(AP) The Covid-19 pandemic’s myriad effects on society and the economy have accelerated Pennsylvania’s other tragic public health emergency — deadly opioid addiction.
State Department of Drug and Alcohol Programs Secretary Jennifer Smith disclosed recently that 2020 might have eclipsed 2017 as the state’s worst year for drug overdose deaths. In 2017, more than 5,400 Pennsylvanians died from overdoses, mostly of opioids. Due to increased treatment, new prescribing protocols, prescription tracking and broad access to the opioid antidote naloxone, the death toll fell to 4,400 in 2019, before the COVID-19 pandemic began a year ago.
The state officially has recorded 3,954 overdose deaths for 2020, but Smith said that count is far from complete and is certain to rise. In 2019, the daily Pennsylvania death toll from overdoses had declined to 11 people a day in 2019 from 14 people a day in 2017. Smith said the incomplete 2020 figures stand at 13 a day.
The Centers for Disease Control and Prevention has reported more than 81,000 overdose deaths nationally for 2020, a record.
Simply put, the pandemic has wiped out significant progress that the state government, the medical community and activists had made against opioid addiction.
Social isolation, unemployment, increased poverty and reduced access to treatment all have contributed to the higher death toll, according to Smith.

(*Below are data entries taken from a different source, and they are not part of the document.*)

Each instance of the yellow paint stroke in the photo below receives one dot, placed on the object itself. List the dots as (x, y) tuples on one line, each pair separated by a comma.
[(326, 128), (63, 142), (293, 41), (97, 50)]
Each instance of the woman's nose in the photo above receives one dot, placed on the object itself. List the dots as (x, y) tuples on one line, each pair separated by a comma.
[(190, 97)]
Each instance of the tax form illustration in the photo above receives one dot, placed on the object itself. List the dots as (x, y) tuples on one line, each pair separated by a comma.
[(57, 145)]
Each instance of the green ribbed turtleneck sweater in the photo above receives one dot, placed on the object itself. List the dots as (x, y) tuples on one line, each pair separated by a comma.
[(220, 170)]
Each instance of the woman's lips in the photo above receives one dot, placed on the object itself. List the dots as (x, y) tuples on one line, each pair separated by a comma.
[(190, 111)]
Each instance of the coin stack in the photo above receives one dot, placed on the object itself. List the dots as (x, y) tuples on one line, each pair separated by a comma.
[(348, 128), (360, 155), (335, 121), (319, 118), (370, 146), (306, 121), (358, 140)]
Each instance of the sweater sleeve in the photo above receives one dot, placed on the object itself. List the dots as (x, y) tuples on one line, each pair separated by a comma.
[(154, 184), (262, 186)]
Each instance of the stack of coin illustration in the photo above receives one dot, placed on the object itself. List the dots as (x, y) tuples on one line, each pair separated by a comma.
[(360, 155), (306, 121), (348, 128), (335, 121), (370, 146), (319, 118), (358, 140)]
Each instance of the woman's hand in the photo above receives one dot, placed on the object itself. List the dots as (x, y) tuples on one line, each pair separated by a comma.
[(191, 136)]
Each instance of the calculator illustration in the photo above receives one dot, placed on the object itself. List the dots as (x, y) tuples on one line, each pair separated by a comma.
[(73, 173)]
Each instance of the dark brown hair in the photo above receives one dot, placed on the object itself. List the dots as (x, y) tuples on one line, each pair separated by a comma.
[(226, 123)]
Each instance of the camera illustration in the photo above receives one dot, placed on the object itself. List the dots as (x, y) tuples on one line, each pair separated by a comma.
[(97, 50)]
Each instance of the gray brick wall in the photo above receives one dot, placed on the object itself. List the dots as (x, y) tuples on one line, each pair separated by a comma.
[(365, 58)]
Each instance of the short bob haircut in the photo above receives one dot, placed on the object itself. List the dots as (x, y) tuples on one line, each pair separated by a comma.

As increasing vaccine distribution begins to turn the tide against Covid-19, state and local governments and the health care community must prepare to pick up the fight against the earlier crisis, just as aggressively as in the past.
State lawmakers, using proceeds from pending settlements with pharmaceutical companies and other entities that spawned the epidemic, should ensure that the agencies and people on the front line of the crisis have all the resources that they need, and that anyone seeking short- or long-term treatment to control their addiction has ready access.